As we await the start of a new network fall season, it’s becoming clearer and clearer how entrenched the old school, non-cable channels have become. More doctor and cop shows (New Amsterdam, The Rookie) and reboots and updates of previous series (Magnum, P.I., Murphy Brown) are on the agenda and very few, if any, groundbreaking shows seem to be on the network horizon. In fact, except for the short-lived (one-season) Fox comedy The Grinder, my favourite network series have been the same for four seasons now. (They are ABC’s black-ish and How to Get Away with Murder and CBS’s Elementary). But this doesn’t mean that cable shows, despite freer use of explicit language, sex and violence, are necessarily better. I don’t, for example, get all the acclaim for BBC America’s Killing Eve, whose first eight-episode season centered around an MI–5 agent (Sandra Oh) hunting down a female assassin all over Europe. Oh is wonderful in the role but I don’t buy the series’ plotting and it comes perilously close to exaggerated theatrics even though it’s not trying to be satirical. FX’s Pose, which chronicles the intersection of big business and the Harlem drag-ball scene in New York City in the late eighties, boasted a large cast of (many) transsexual actors in key roles but dramatically was more than a little slack and nearly undone by the one-note performance of Evan Peters as a ‘straight’ man intrigued by one of the girls. Both those series got more ink and acclaim than comparatively better shows on cable, like The Good Fight, the nominal sequel to CBS’s The Good Wife, which turns out to be one of TV’s best current efforts.

I must admit I was reticent at first to watch the show, which has been on for two seasons now and been renewed for a third season for next spring, mainly because I never saw the point of a sequel to The Good Wife, which, to my mind, was for its seven-season run, the finest network show on the air. (It was a bit wobbly in its final season but quickly righted itself.

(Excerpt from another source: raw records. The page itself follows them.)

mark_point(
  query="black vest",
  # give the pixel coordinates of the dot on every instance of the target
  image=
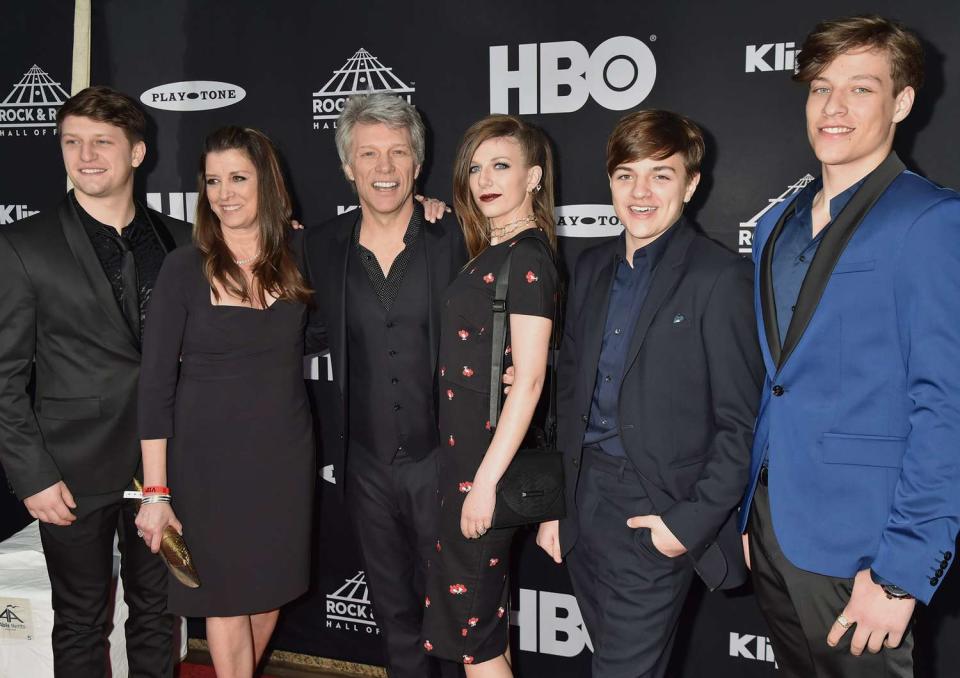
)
(391, 388)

And it ended on a satisfactory and not overdone final note, which simply left the characters continuing their lives without feeling the need to wrap everything up in one great big bow.) Yet The Good Fight, which brings significant regular and supporting characters from that series over to this one, manages to be fresh, funny and gripping in ways that differ from its nominal predecessor. It’s also very relevant to what’s going on in Trump’s divided America.